01Jun

Succession Planning And Its Challenges

To come to terms with the reality that one or more of an organisation’s popular, trusted and competent leaders will have to call it a day, is difficult. Some of the expressions thrown around are, indeed, a tribute to their contribution to the organisation’s growth and success.

This said, it is very important for the stability and credibility of the organisation that leaders are groomed in a planned and well-structured manner. While there may be some collateral damage and loss of some good people, when they know that they are not in the run for the next position, succession planning is a necessary process.

There are many ways to approach the issue of succession and each one of them is workable. All these approaches face challenges as well. These challenges are primarily because organisations are different and so are their operations, and the way they handle these important initiatives. Since it will be a very difficult task to list out and go into each of them, this piece has identified four aspects that companies have to contend with, and overcome.

Lack of a clear strategy

Filling in leadership positions is not a stand-alone process. It is linked to many factors like:

  • The roadmap of the organisation for the next few years
  • Deciding on key positions, keeping the future in mind
  • Keeping the structure functional, but lean

And a few more.

What one needs to remember is that every vacancy need not be filled, unless it is really very necessary.
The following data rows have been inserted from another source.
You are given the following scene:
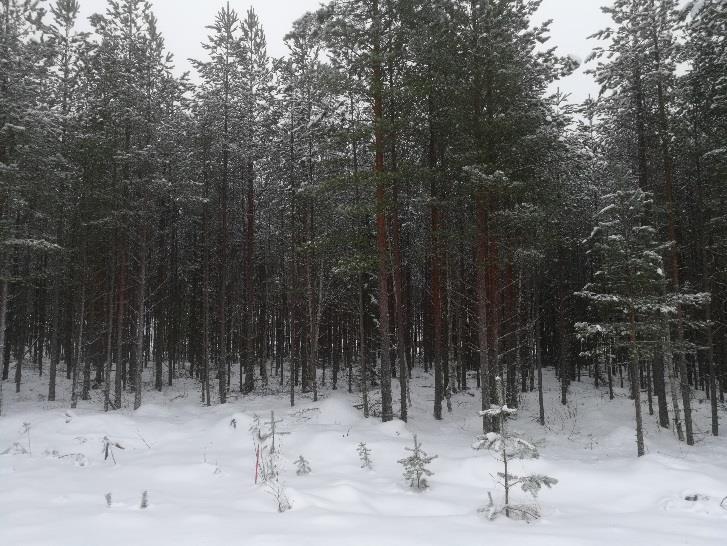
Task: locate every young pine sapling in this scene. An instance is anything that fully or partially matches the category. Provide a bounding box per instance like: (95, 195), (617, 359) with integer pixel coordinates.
(399, 434), (437, 490)
(295, 455), (311, 476)
(356, 442), (374, 470)
(473, 377), (558, 521)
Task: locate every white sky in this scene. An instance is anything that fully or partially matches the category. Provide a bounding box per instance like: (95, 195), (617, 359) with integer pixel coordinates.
(80, 0), (610, 102)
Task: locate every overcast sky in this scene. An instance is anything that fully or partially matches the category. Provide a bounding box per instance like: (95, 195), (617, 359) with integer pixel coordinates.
(80, 0), (610, 101)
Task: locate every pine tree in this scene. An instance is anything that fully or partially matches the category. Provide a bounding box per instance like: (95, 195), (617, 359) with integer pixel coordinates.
(473, 377), (558, 521)
(577, 183), (678, 457)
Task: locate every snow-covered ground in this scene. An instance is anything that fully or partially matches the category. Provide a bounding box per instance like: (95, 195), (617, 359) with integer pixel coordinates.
(0, 370), (727, 546)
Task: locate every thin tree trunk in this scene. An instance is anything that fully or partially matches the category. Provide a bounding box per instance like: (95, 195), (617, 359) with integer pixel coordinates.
(371, 0), (394, 422)
(134, 234), (147, 410)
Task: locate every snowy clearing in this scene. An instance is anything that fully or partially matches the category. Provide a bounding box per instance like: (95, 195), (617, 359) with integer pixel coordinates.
(0, 370), (727, 546)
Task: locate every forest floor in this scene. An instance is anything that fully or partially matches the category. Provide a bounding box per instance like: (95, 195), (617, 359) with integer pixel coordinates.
(0, 364), (727, 546)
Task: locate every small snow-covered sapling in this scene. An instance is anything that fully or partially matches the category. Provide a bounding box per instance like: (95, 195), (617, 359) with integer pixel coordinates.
(356, 442), (374, 470)
(265, 477), (293, 514)
(473, 377), (558, 521)
(102, 436), (124, 464)
(399, 434), (437, 490)
(295, 455), (311, 476)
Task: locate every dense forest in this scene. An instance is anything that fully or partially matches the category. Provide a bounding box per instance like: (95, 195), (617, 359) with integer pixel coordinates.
(0, 0), (727, 455)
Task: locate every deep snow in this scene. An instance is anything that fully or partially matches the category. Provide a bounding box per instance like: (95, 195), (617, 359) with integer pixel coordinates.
(0, 370), (727, 546)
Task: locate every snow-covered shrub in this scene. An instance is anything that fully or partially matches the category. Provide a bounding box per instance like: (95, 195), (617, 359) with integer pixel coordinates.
(250, 411), (281, 483)
(295, 455), (311, 476)
(399, 434), (437, 490)
(356, 442), (374, 470)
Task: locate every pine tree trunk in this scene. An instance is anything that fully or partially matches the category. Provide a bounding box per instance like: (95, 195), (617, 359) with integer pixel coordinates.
(0, 280), (8, 415)
(371, 0), (394, 422)
(629, 308), (645, 457)
(241, 159), (255, 394)
(476, 192), (493, 433)
(134, 234), (147, 410)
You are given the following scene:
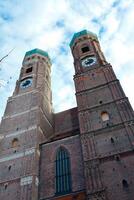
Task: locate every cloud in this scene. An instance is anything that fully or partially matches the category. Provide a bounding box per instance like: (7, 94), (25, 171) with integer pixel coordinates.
(0, 0), (134, 120)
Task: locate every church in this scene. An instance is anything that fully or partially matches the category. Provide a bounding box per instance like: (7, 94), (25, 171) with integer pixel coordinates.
(0, 30), (134, 200)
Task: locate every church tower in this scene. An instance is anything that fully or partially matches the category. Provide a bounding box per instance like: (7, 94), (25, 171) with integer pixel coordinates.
(70, 30), (134, 200)
(0, 49), (53, 200)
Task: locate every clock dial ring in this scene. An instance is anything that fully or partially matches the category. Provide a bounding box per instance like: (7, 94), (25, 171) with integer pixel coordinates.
(20, 78), (32, 89)
(81, 56), (96, 67)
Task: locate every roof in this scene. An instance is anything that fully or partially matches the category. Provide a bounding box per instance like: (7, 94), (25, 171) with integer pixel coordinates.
(70, 29), (98, 47)
(25, 48), (49, 58)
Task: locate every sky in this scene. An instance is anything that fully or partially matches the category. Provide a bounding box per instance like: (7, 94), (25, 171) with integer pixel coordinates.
(0, 0), (134, 118)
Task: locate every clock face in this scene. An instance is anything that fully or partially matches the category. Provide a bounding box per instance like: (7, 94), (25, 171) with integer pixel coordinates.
(20, 78), (32, 89)
(81, 56), (96, 67)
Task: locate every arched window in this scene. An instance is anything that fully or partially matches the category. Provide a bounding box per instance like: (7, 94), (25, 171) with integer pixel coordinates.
(101, 112), (109, 122)
(56, 147), (71, 194)
(12, 138), (19, 148)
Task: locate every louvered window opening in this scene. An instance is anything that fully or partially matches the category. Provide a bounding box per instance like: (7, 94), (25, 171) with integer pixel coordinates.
(56, 148), (71, 195)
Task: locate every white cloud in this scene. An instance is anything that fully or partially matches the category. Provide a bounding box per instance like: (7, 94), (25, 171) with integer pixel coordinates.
(0, 0), (134, 120)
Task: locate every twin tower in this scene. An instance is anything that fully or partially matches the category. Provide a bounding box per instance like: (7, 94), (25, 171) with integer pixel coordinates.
(0, 30), (134, 200)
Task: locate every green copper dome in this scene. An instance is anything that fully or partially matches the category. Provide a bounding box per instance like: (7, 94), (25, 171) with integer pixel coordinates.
(25, 49), (49, 58)
(70, 30), (98, 47)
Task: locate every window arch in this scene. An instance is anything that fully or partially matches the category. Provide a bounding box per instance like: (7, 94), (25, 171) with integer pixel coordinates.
(12, 138), (19, 148)
(101, 111), (109, 122)
(55, 147), (71, 194)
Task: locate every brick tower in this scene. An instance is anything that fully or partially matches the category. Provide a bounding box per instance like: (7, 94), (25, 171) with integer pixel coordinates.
(0, 49), (53, 200)
(70, 30), (134, 200)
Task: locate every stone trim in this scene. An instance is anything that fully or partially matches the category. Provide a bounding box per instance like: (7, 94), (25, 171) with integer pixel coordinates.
(20, 176), (33, 186)
(0, 147), (35, 163)
(2, 106), (39, 119)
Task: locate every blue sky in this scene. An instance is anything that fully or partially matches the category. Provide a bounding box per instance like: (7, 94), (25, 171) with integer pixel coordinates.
(0, 0), (134, 118)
Merging of roles is not a taboo, but a progressive step.

The organic growth of a company depends on how it plans for the future, and is equipped when the implementation takes place. This needs investment in terms of time and money and therefore, may involve a few brainstorming sessions, with or without consultants who are experts in the process.

Resisting bias

Without mincing words, bias is still a very big obstacle to professionalism. Bias can take various forms like, for example, familiarity of working with a particular person or persons though she (or he) may not be the best choice for that position. Other forms of bias may include gender, race, caste or any personal orientation which managers find difficult to get over. Such biases blur the vision and prevent logical thought processes, thus making an exercise of this kind essential for an organisation.

Inability to accept that the change is inevitable

Insecurity among those who have been long in an organisation, but who have to move on due to redundancy caused by role or skills essential for that particular profile, may sometimes result in derailing or postponing the process of selecting relevant successors for key positions. Such an attitude can create tension in the work environment and can harm normal day to day operations too, if the situation gets out of hand. Succession planning can be undertaken only if the senior management believes that the organisation is bigger and more important than the individual and that nobody is indispensable. Though this may be “stating the obvious,” this is very relevant and a problem, human nature being what it is.

Proper assessment of potential incumbents

Most of the professionally managed companies have good performance appraisal systems to assess their employees. However, a common pitfall to avoid is assuming that a very good performer will do well is a role that carries more responsibilities. A structured and professional approach on the assessment of candidates based on the job description and skills required for the position will bring better results.

After shortlisting potentials for various positions, they should undergo a process of coaching and training on skills.

All these activities are time consuming, making it absolutely necessary to start well in time to avoid delay in implementing short term and long-term strategies for the organisation.